A FIGHTING friend inspired Mark Williams to deliver a knockout punch to land the PowerHouse UK Snooker Championship in a toe-to-toe battle which went the full distance at York's Barbican Centre.
After capturing his first title in Britain for 26 months, the 27-year-old provisional world No 1 revealed that fellow Welshman Joe Calzaghe retaining the World Boxing Organisation super-middleweight crown in Newcastle on Saturday night had spurred his own performance last night.
Williams beat Irishman Ken Doherty 10-9 in a dogged, gruelling duel in which play lasted a few seconds short of four hours 45 minutes and ended at 11.12pm.
"After I beat Peter Ebdon in the semi-final on Saturday night I went back to my hotel and watched the Calzaghe fight on television," said Williams. "His victory inspired me for the final and I wanted to make it a Welsh double triumph for Christmas.
"Calzaghe and me are not bad friends and he sent me a message before the snooker final wishing me good luck."
Williams was in great potting form to crush world champion Ebdon 9-3 for the right to take on Doherty in the final.
From 3-2 down yesterday afternoon Williams hit back to lead the Irishman 5-3. An awesomely magnificent long pot on green in the eighth frame set him up to snatch a two-frame lead going into the climax to the two-week long tournament.
Doherty won the evening's first three frames to lead 6-5. Williams fired back with a superb 119 break to level the match, the only century break of a final containing many superb long pots and lots of brilliant positional play but strewn with errors and glaring misses in several scrappy frames.
Williams went two ahead at 9-7 with winning breaks of 74 and then 78 in the 15th and 16th frames, but Doherty kept his hopes alive by winning a scrappy 17th and shooting an impressive 79 break in the 18th to take the match to a final frame decider.
At 28-17 ahead Doherty had a disastrous shot which saw the white roll into a pocket and open the way for Williams to finish the job with a 70 break and the Irishman conceded.
"I am feeling drained.

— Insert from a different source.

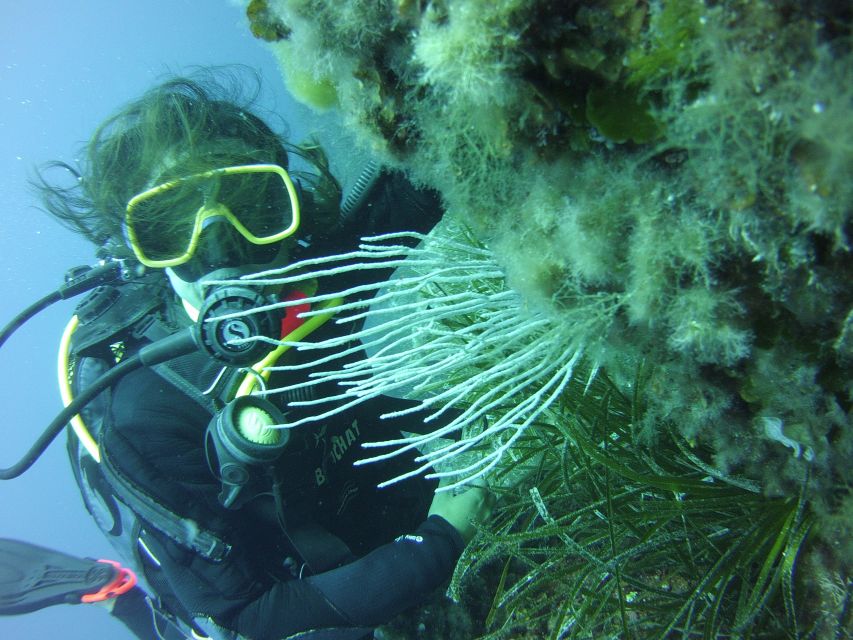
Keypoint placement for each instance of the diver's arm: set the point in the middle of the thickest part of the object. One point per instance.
(362, 594)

That match took a lot out of me," said Williams, adding that he owes a great deal to former world champion Terry Griffiths, who has been coaching him for the past few weeks.

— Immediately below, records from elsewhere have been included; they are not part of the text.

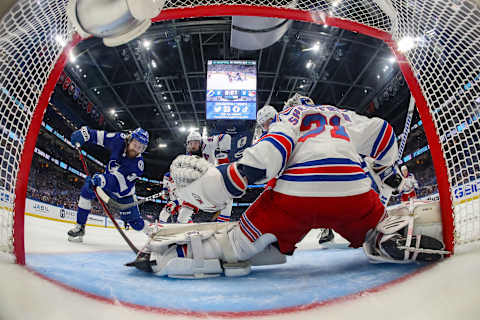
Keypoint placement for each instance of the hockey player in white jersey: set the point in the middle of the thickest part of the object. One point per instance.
(215, 150)
(169, 194)
(411, 184)
(265, 117)
(315, 153)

"If it had not been for Terry Griffiths I would not have won.
"I went to see Terry after the LG Cup or maybe the British Open and he has helped me a lot. He has helped me with my mind. I owe him a big thank-you."
A disappointed Doherty, beaten in the UK final for the second successive year, said; "It was a great match, a pulsating final with a lot of tension.
"I misjudged a shot in that final frame and he took advantage and he's going home with the trophy and I'm not. It is disappointing to lose. But I'll bounce back."